Documentation of your thinking will be important as you scale your platform to hundreds, then thousands of developers. The culture that your platform is built to support is documented more than just tech documentation. The book will help the platform team remember the points of the platform. To get the organization focused on building well-designed software, using lean design techniques, deploy weekly, etc.

Platform Advocacy

The successful platform teams have very active platform advocacy. Having at least one person working full time to just talk with, work with and listen to the people who use your platforms is what this means. Vendors and cloud providers understand the role ofdeveloper advocate. We love talking about our craft. Asking us will allow you to find out how it is done.

One platform advocate who visits with developer teams throughout your organization listening to what they do, teaching them how to use the platform and associated methodologies and listening to their feedback is likely to be the first thing you do. The advocate is a spreader of your platform. The platform team gets feedback from developers and other people. The platform team and platform users are advocated for by them.

You will add more advocates as your platform scales. You could have a team of platform advocates. You would expect an advocate to help with the many community management functions provided by the Cloud Foundry platform team at Mercedes-Benz.

The advocacy team holds quarterly internal conferences. These are actual, in-person conferences that take place in different regions and offices with an online component. At these conferences, your platform team and executive sponsors talk a bit about the platform, but most of the time you get your customers to talk about the projects they have worked on. This is used for training and marketing.

Word of mouth is the most prized of all marketing treasures. The best way to get developers to use your platform is to have developers tell other developers that it's good.

Start Platform Marketing on Day One

Producing content and documentation, as well as working with product management to understand your customers and go to where they are, are some of the marketing basics that need to be done.

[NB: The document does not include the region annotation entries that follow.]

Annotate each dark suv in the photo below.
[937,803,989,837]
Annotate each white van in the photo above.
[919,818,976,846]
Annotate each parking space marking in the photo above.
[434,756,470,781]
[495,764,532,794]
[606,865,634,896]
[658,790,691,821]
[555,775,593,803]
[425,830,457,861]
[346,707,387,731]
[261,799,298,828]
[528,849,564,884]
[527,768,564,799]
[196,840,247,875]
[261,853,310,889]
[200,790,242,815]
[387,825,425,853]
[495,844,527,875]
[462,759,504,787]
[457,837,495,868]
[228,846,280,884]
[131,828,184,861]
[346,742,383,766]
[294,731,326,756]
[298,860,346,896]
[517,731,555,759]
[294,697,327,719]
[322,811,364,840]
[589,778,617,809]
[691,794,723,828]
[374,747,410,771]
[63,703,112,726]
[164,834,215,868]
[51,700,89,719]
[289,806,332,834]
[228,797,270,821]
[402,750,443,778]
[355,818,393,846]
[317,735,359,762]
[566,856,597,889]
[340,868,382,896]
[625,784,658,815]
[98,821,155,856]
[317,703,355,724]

I haven't seen a lot of platform teams that have scaled and sustained their platform without marketing. You need to start thinking about marketing from the beginning, assigning at least one full-time advocate to start that work of creating a brand name and documenting your platform philosophy and principles. Tech marketing is well-understood and you don't need to change it. There is a trick to it.

The other six lessons of scaling and sustaining platforms in large organizations can be found in my full talk at PlatformCon.